There is no way to play this game and not feel like a dirty, crusty, leering old man. "Hey, sweetheart, how about I give you this piece of gum and then we go make the beast with two backs out in my van? Don't you like my sweet cyborg arm? Just keep saying the same dumb platitudes over and over again, conveniently looking away so I can stare at your panties through your dress."
Before your eyes fall out of your head and you pull a muscle screaming "But Hayden, it's a video game," or "it's satire," well, save your voice. I hear you, loud and clear. Games aren't always serious business. I enjoy many things that are beyond the pale, or on the shadier side of that gray line. I love The Fast and the Furious movies. Some may say that's hypocrisy. I say it's drawing a line. A man's gotta have a code.
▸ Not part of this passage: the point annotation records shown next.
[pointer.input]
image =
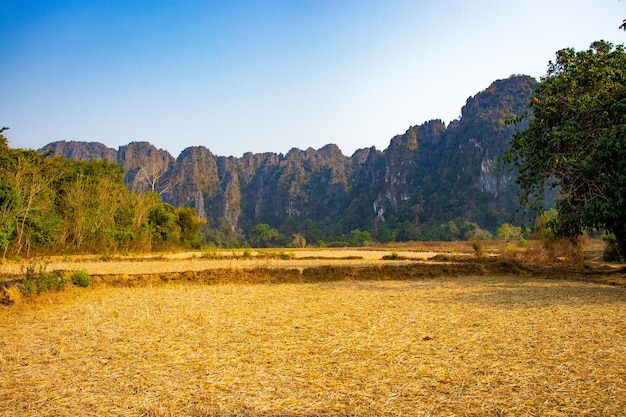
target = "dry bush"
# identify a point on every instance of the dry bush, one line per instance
(561, 251)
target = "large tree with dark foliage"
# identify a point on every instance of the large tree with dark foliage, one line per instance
(576, 141)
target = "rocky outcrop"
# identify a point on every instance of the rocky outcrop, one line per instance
(431, 174)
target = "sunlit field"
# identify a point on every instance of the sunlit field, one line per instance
(488, 345)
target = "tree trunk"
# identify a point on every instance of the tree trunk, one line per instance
(620, 236)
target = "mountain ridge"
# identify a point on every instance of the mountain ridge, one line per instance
(427, 184)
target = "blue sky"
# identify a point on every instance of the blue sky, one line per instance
(267, 76)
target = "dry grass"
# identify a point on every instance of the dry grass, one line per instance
(463, 346)
(198, 261)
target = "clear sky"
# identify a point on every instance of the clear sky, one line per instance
(267, 76)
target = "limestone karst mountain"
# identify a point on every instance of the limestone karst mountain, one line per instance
(427, 184)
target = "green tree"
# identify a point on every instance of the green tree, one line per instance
(576, 142)
(264, 236)
(190, 226)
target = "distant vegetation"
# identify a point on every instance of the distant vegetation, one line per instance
(434, 182)
(51, 204)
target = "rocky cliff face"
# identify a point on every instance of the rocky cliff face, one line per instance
(430, 175)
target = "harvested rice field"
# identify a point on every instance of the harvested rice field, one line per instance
(477, 345)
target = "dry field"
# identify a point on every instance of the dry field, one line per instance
(488, 345)
(223, 259)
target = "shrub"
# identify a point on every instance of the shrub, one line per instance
(477, 246)
(81, 279)
(37, 280)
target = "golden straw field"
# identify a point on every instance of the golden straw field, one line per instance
(453, 345)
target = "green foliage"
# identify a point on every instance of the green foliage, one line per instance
(37, 280)
(611, 251)
(477, 246)
(576, 142)
(190, 226)
(509, 232)
(80, 278)
(264, 236)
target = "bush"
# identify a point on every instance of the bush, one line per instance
(37, 280)
(81, 278)
(477, 246)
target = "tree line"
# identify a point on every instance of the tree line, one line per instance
(51, 204)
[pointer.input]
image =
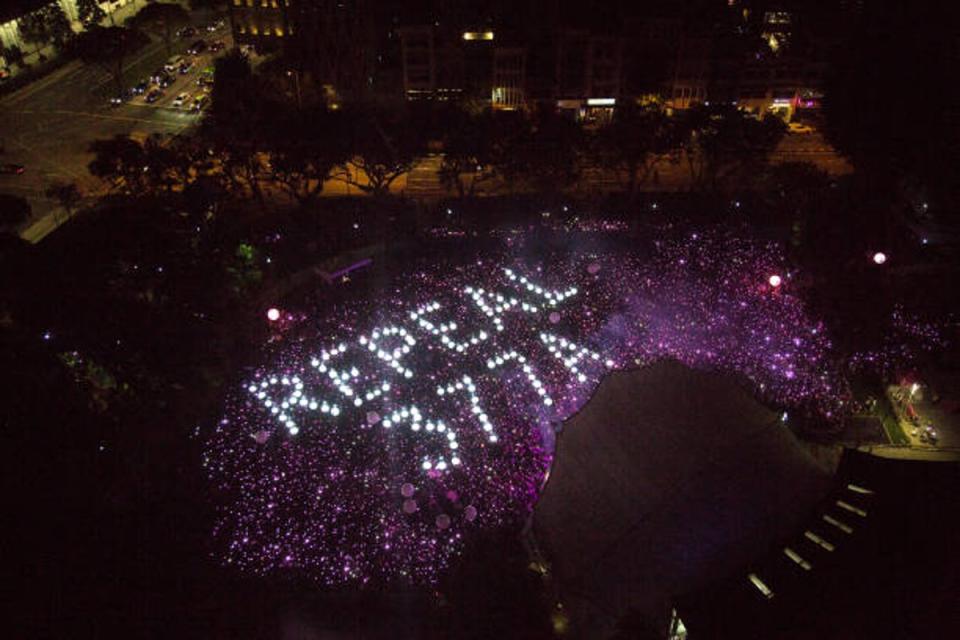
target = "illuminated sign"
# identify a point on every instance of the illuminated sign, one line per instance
(478, 35)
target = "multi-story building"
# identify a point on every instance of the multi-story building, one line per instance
(690, 77)
(588, 73)
(446, 63)
(260, 22)
(509, 78)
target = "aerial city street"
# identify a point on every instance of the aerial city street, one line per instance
(440, 320)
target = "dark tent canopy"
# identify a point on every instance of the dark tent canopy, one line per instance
(668, 479)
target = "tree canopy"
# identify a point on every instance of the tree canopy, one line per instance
(109, 47)
(165, 17)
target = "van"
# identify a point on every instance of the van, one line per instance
(173, 63)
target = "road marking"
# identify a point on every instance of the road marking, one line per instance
(107, 117)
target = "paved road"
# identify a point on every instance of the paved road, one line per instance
(48, 125)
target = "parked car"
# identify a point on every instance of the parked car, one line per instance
(12, 169)
(122, 97)
(173, 63)
(200, 103)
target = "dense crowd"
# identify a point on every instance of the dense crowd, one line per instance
(381, 433)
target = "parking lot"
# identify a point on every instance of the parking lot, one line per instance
(48, 125)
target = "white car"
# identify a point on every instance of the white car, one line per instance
(173, 63)
(181, 100)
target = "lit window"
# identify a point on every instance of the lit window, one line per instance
(478, 35)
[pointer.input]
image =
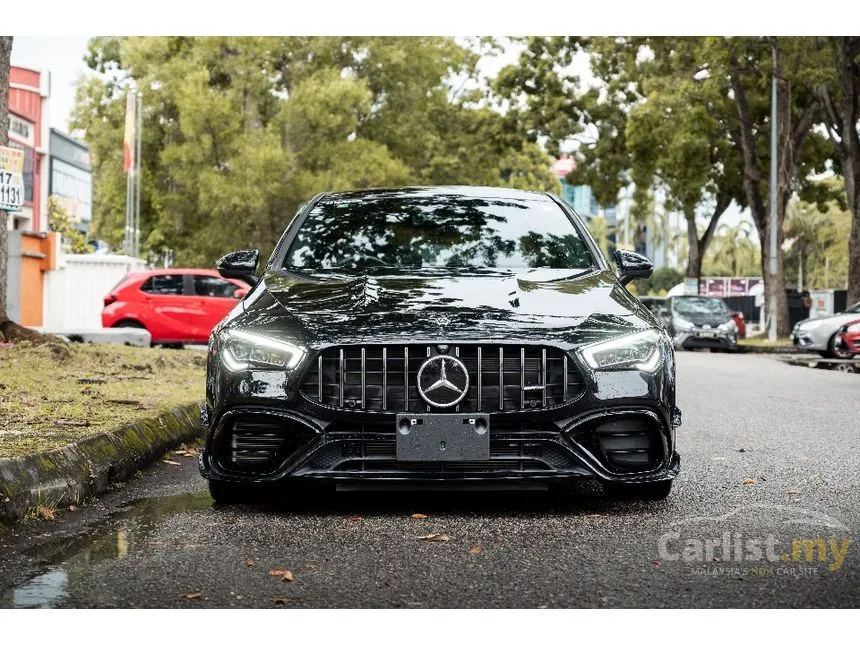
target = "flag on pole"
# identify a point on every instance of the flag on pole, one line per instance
(128, 139)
Not only that, I actually fought to get Killer Is Dead on our reviews docket, though I had absolutely zero knowledge of what the game would be. It almost got cut from our reviews calendar and I said, "Suda51? Nah, we have to review his games. That guy did Killer7!"
I didn't know about Gigolo Mode. I went in blind.
I do not enjoy Killer is Dead. It is the line I refuse to cross. It is trashy. It is gross. It is pandering. I do not think it goes far enough to be satire. Good satire is clever. Good satire is challenging. This is neither.
I would feel ashamed if my parents (or anybody who's relatively unfamiliar with games) saw me playing Killer is Dead and thought it was representative of my hobby. End of story.
And you know what, I'd feel bad if Killer is Dead was actually fun to play. That level of cognitive dissonance would probably crack my skull in half. How could I review a game that was so utterly tone-deaf on one end but also so much fun to play? I couldn't! It would be impossible!
Luckily, Killer is Dead is not fun to play.
When you take a break from leering at women and trying to parse the dumb-as-dirt plot, you have to actually play through the game's poor hack-n-slash combat. One button attacks with your sword. Another button punches people with your arm to break their defense. A third button blocks. Triggers use your gun (or other, fairly useless unlockable weapons).
On the Xbox 360, the winning combo looks something like this: X (basic attack)-X-X-X-X-X-X-Y (to break defense)-B (to dash)-X-X-X-X-X-X-X-X—oh, they're already dead and I stopped paying attention.